Hace falta una madura discusión con el tema pero también con el modo de conocer la comunicación armonizados en un 'para que investigar' que permita el avance de la investigación crítica. Un 'para qué investigar' que parece que se ha diluido en la desesperanza y la desilusión. ¿Acaso hemos perdido la esencia de la investigación crítica de proponer para mejorar? Hoy más que nunca es necesario recuperar el 'para qué investigar' desde una discusión madura. Quizás el para qué investigar ya no sea el mismo de los setenta, pero ¿sabemos cuál es? Es un desafío importante pero impostergable.

El 'para qué investigar' nos remite inmediatamente a pensar en posibilidades de intervención. La generación de propuestas de acción, es decir de intervención que podrá ser macro o micro según el proceso de comunicación que abordemos y el contexto en el que se plantee.

El acceso al poder del gobierno democrático popular marcó una urgencia para la intervención macro que en actualidad se ve como lejana. La posibilidad de diseñar políticas de comunicación que articularan las funciones del estado con el bienestar general fue un atractivo desafío. ¿Pero es que por la falta de acceso al poder político debemos olvidar la importancia y necesidad de estas políticas de comunicación? ¿No deberíamos recuperar la temática y promoverla en cuanto foro sea posible?
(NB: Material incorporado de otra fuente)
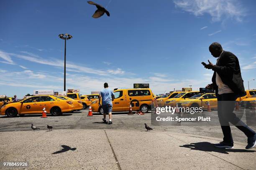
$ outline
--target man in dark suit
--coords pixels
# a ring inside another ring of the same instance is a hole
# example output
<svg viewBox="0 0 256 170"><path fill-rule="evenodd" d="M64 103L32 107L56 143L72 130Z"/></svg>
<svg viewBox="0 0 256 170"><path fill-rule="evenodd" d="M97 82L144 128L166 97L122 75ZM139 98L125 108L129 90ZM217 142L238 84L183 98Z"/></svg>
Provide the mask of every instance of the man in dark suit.
<svg viewBox="0 0 256 170"><path fill-rule="evenodd" d="M212 83L206 88L213 89L216 92L218 116L224 135L223 141L214 145L218 148L234 148L230 122L247 136L248 144L246 149L251 149L256 145L256 133L233 112L236 98L245 95L238 59L232 53L224 51L218 42L212 43L209 50L213 57L218 58L216 65L208 60L209 64L205 66L214 71Z"/></svg>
Es parte necesaria de una revisión histórica.

Algo similar ocurre a nivel micro con la dimensión educativa que se depositó en los setenta en la comunicación y las organizaciones populares. ¿Es que la dimensión educativa se ha perdido? ¿Estas experiencias no pueden superarse? ¿No hay formas de intervención que podríamos generar? ¿Cuál es la dimensión educativa de la comunicación que debiéramos profundizar?

Tal vez existe la idea de que uno puede tomarse todo el tiempo para pensar la comunicación pues no hay urgencias en la planificación de políticas o prácticas de intervención social. Este es un punto que se debería reconsiderar.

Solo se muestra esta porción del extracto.